該算法會傾向於大眾商品和具有很多說明信息的商品。對於新商品或客戶有cold start問題。
在實際生產當中,一般會預先計算所有用戶的推薦,然後存到NoSQL來實現實時推薦,但這很浪費存儲空間(大部分人在當天不一定需要推薦)。而單獨計算需要幾秒鐘的時間。Oryx 2 可能是一個解決方法。
將一些數值轉化為Integer或者Int更有效率。
參數:
rank:latent factors數量,默認10
alpha:implicit feedback時,被觀察和未被觀察的互動的相對比重,越高說明越看重已記錄的,默認1,40也是個不錯的選擇
regParam:默認0.1
implicitPrefs:boolean,是否implicit,默認true
nonnegative:默認false,non-negative constraints on the least-squares problem
numUserBlocks:默認10
numItemBlocks:默認10
maxIter:默認10
checkpointInterval
seed
coldStartStrategy:設定模型如何預測新客戶或商品(訓練時沒見過的),只可選drop
and nan
。
blocks一般是one to five million ratings per block,如果少於這個數,更多的block也不會提升效率
val ratings = spark.read.textFile("/data/sample_movielens_ratings.txt")
.selectExpr("split(value , ‘::‘) as col")
.selectExpr(
"cast(col[0] as int) as userId",
"cast(col[1] as int) as movieId",
"cast(col[2] as float) as rating",
"cast(col[3] as long) as timestamp")
val Array(training, test) = ratings.randomSplit(Array(0.8, 0.2))
val als = new ALS()
.setMaxIter(5)
.setRegParam(0.01)
.setUserCol("userId")
.setItemCol("movieId")
.setRatingCol("rating")
println(als.explainParams())
val alsModel = als.fit(training)
val predictions = alsModel.transform(test)
//結果,查看排名前十的
alsModel.recommendForAllUsers(10)
.selectExpr("userId", "explode(recommendations)").show()
alsModel.recommendForAllItems(10)
.selectExpr("movieId", "explode(recommendations)").show()
//評估,先將cold-start strategy設為drop
val evaluator = new RegressionEvaluator()
.setMetricName("rmse")
.setLabelCol("rating")
.setPredictionCol("prediction")
val rmse = evaluator.evaluate(predictions)

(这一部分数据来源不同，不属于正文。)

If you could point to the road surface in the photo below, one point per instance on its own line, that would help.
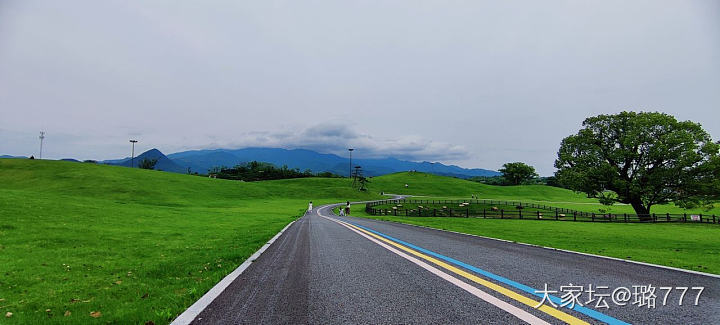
(327, 269)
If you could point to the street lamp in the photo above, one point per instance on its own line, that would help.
(42, 137)
(351, 150)
(132, 155)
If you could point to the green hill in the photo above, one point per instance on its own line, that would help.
(423, 184)
(135, 245)
(433, 185)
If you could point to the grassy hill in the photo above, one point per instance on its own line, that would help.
(134, 245)
(446, 187)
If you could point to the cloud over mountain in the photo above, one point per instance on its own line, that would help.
(336, 138)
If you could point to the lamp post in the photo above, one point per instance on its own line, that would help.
(132, 155)
(42, 137)
(351, 150)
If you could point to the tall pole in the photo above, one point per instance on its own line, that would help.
(351, 150)
(42, 137)
(132, 155)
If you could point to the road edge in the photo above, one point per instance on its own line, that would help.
(196, 308)
(558, 249)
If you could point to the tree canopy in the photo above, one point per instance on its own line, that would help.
(516, 173)
(642, 159)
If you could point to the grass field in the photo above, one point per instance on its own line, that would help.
(86, 243)
(438, 187)
(130, 245)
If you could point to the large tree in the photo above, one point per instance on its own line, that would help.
(516, 173)
(642, 159)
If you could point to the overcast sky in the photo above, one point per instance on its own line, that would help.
(474, 83)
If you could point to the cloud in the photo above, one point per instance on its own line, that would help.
(336, 138)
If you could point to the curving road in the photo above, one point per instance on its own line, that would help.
(327, 269)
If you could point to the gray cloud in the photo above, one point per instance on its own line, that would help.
(474, 83)
(336, 138)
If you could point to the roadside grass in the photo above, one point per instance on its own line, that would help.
(433, 187)
(688, 246)
(104, 244)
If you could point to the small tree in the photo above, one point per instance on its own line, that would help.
(147, 163)
(641, 159)
(516, 173)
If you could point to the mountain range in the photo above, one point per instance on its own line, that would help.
(202, 160)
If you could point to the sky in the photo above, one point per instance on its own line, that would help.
(472, 83)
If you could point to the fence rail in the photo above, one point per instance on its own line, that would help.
(550, 213)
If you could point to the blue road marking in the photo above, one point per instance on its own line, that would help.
(583, 310)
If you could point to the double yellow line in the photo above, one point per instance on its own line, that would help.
(565, 317)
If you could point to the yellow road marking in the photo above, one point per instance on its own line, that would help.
(565, 317)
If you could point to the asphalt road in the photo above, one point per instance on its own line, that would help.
(327, 269)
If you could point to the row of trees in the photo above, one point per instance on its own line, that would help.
(639, 158)
(258, 171)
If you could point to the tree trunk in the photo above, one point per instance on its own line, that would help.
(641, 210)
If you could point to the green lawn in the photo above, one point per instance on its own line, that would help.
(438, 187)
(134, 245)
(138, 245)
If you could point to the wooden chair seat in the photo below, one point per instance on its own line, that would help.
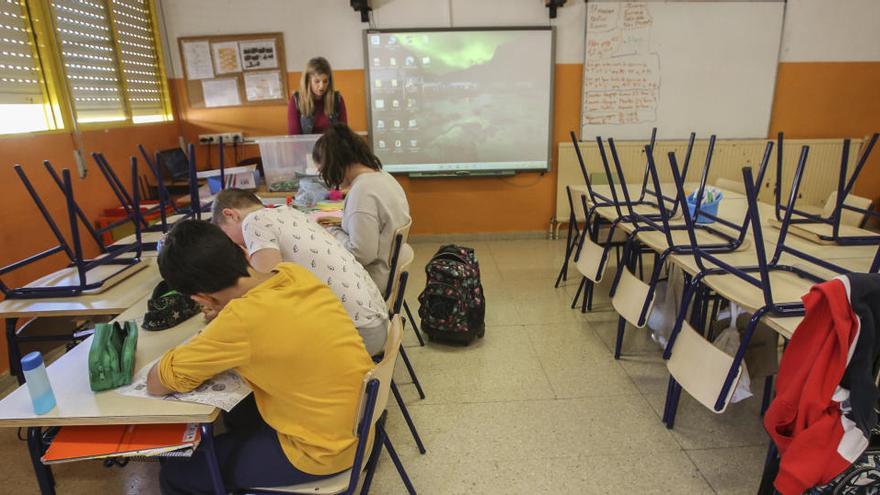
(701, 368)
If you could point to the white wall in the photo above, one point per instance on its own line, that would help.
(831, 31)
(332, 29)
(815, 30)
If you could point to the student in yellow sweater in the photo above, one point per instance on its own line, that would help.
(289, 337)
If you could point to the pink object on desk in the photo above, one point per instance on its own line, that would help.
(315, 215)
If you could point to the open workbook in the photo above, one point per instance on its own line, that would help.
(77, 443)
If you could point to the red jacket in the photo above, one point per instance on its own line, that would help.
(816, 441)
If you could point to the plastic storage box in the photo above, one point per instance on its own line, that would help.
(285, 158)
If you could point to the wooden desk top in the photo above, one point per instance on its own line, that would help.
(78, 405)
(112, 301)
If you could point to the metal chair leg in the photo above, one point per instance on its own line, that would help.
(563, 271)
(673, 404)
(768, 394)
(578, 293)
(590, 296)
(412, 372)
(373, 461)
(588, 289)
(407, 418)
(393, 454)
(621, 327)
(413, 322)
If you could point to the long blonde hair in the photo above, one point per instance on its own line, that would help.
(316, 66)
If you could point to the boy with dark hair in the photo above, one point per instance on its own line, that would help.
(288, 336)
(273, 235)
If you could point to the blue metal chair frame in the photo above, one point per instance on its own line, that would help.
(574, 232)
(844, 188)
(395, 310)
(592, 221)
(74, 252)
(694, 288)
(571, 239)
(728, 242)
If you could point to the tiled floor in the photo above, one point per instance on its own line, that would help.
(538, 406)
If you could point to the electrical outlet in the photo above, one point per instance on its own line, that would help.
(228, 138)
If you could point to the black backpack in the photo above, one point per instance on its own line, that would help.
(452, 306)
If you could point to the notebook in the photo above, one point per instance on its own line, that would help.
(76, 443)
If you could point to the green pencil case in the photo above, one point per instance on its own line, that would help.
(111, 356)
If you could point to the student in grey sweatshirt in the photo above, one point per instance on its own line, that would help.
(375, 205)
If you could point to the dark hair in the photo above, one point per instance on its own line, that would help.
(232, 198)
(340, 148)
(197, 257)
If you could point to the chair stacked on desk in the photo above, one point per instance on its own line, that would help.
(734, 256)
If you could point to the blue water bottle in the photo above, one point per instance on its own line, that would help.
(37, 381)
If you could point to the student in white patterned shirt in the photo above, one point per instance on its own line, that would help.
(273, 235)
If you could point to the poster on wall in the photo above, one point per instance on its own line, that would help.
(258, 54)
(264, 85)
(226, 60)
(221, 92)
(197, 60)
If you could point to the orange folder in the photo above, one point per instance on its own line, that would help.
(75, 443)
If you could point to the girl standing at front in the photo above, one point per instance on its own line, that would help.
(317, 104)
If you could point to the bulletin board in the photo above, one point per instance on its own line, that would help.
(234, 70)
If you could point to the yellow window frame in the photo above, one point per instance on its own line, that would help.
(59, 107)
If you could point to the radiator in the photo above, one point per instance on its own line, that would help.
(729, 157)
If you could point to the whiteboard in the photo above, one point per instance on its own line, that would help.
(706, 67)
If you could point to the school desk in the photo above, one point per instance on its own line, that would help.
(78, 405)
(786, 288)
(112, 301)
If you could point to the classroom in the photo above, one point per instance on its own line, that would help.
(440, 246)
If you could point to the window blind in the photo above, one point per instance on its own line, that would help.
(20, 81)
(133, 26)
(87, 50)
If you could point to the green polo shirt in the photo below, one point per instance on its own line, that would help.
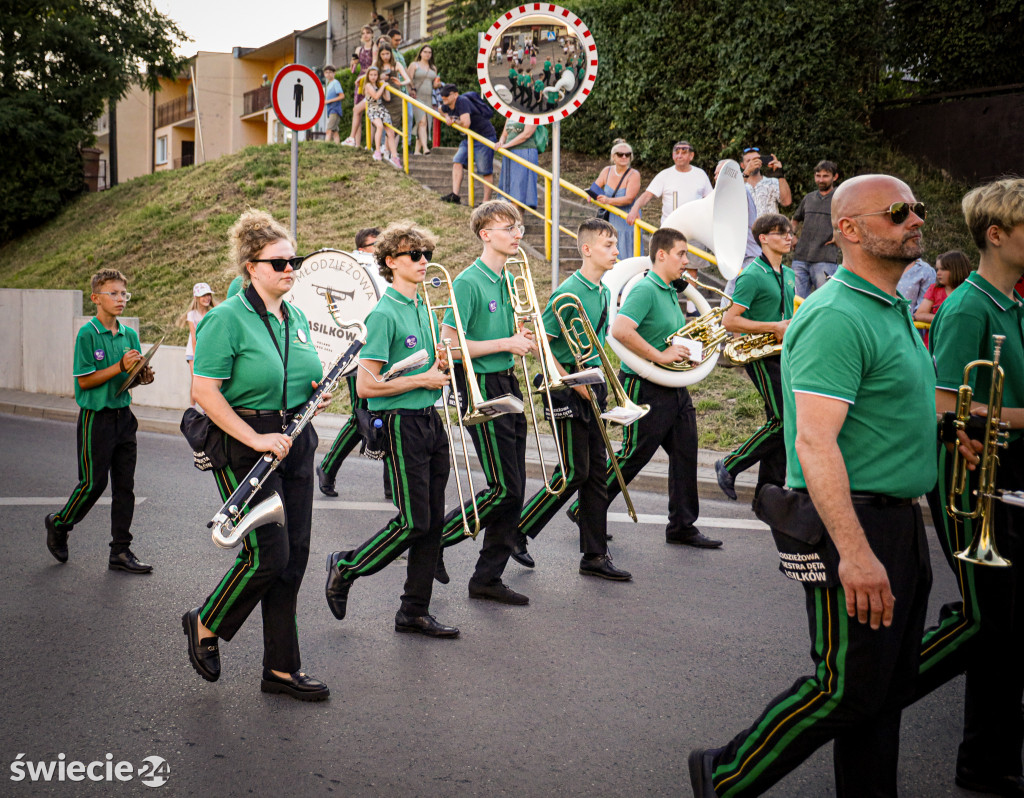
(765, 293)
(854, 342)
(396, 328)
(654, 307)
(964, 333)
(595, 303)
(233, 345)
(97, 348)
(485, 308)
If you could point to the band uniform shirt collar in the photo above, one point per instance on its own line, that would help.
(999, 299)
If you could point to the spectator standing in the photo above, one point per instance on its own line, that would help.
(620, 184)
(915, 281)
(768, 193)
(815, 257)
(334, 95)
(472, 112)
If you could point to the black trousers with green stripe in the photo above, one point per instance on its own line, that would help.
(584, 454)
(671, 424)
(767, 445)
(269, 567)
(983, 633)
(501, 448)
(861, 679)
(347, 438)
(417, 463)
(105, 446)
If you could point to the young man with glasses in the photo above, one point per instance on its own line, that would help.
(762, 302)
(416, 446)
(104, 351)
(485, 308)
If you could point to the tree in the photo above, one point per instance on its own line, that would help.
(59, 61)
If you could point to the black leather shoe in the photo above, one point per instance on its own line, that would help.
(701, 766)
(601, 565)
(128, 561)
(989, 783)
(56, 540)
(298, 685)
(500, 593)
(696, 540)
(326, 483)
(337, 588)
(440, 573)
(725, 480)
(204, 655)
(519, 553)
(423, 624)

println(s"Root-mean-square error = $rmse")
//Regression Metrics
val regComparison = predictions.select("rating", "prediction")
.rdd.map(x => (x.getFloat(0).toDouble,x.getFloat(1).toDouble))

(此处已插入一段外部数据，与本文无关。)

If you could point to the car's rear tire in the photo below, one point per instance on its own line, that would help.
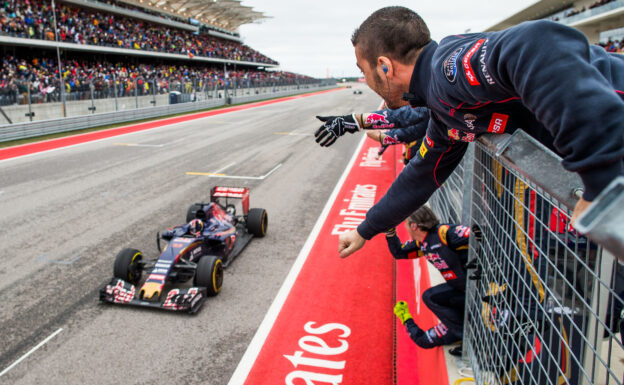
(127, 266)
(209, 274)
(257, 222)
(190, 214)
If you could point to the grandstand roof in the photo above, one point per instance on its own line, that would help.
(226, 14)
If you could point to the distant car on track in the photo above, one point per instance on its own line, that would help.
(213, 236)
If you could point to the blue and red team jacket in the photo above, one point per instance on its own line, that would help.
(540, 76)
(445, 247)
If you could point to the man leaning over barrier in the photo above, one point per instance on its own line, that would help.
(403, 125)
(540, 76)
(446, 247)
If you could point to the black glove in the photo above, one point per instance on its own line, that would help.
(333, 127)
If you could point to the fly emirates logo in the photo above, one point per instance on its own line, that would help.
(321, 352)
(362, 199)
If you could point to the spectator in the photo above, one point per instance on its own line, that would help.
(27, 18)
(78, 73)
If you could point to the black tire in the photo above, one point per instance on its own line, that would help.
(127, 266)
(257, 222)
(190, 214)
(209, 274)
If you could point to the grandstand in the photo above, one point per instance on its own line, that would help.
(602, 21)
(106, 49)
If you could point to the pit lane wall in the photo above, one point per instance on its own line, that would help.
(543, 305)
(128, 109)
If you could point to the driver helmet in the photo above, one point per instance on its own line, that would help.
(196, 226)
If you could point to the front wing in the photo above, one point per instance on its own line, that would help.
(121, 292)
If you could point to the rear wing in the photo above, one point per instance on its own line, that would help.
(242, 193)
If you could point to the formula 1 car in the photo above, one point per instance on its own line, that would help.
(212, 238)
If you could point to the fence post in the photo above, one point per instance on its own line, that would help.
(92, 108)
(468, 162)
(154, 92)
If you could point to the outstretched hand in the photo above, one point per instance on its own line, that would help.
(349, 243)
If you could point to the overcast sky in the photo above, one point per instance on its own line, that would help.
(312, 37)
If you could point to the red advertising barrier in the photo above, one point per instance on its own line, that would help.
(332, 321)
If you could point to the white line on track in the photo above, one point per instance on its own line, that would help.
(139, 145)
(31, 351)
(292, 133)
(219, 175)
(251, 354)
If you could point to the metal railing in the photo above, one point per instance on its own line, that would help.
(543, 303)
(94, 112)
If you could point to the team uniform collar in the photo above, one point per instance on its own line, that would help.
(419, 84)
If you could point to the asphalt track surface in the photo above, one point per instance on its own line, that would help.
(66, 213)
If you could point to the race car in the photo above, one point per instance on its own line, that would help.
(210, 240)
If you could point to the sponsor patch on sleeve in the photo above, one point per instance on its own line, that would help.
(423, 150)
(442, 230)
(470, 74)
(449, 275)
(449, 66)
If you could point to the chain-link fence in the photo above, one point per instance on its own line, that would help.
(543, 301)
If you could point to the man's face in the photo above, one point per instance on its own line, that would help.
(382, 86)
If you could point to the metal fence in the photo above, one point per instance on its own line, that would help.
(543, 301)
(118, 110)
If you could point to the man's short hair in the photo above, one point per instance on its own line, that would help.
(424, 218)
(396, 32)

val metrics = new RegressionMetrics(regComparison)
metrics.rootMeanSquaredError//和上面Root-mean-square error一樣
//Ranking Metrics,下面評估不關註值,而是ALS是否會推薦某個值以上的商品
//下面將rating大於2.5的定為好的商品
val perUserActual = predictions
.where("rating > 2.5")
.groupBy("userId")
.agg(expr("collect_set(movieId) as movies"))
//下面提取ALS推薦的商品
val perUserPredictions = predictions
.orderBy(col("userId"), col("prediction").desc)
.groupBy("userId")
.agg(expr("collect_list(movieId) as movies"))
//合並上面兩個數據,並截取推薦中的前15個
val perUserActualvPred = perUserActual.join(perUserPredictions, Seq("userId"))
.map(row => (
row(1).asInstanceOf[Seq[Integer]].toArray,
row(2).asInstanceOf[Seq[Integer]].toArray.take(15)
))
//判斷推薦的平均正確率
val ranks = new RankingMetrics(perUserActualvPred.rdd)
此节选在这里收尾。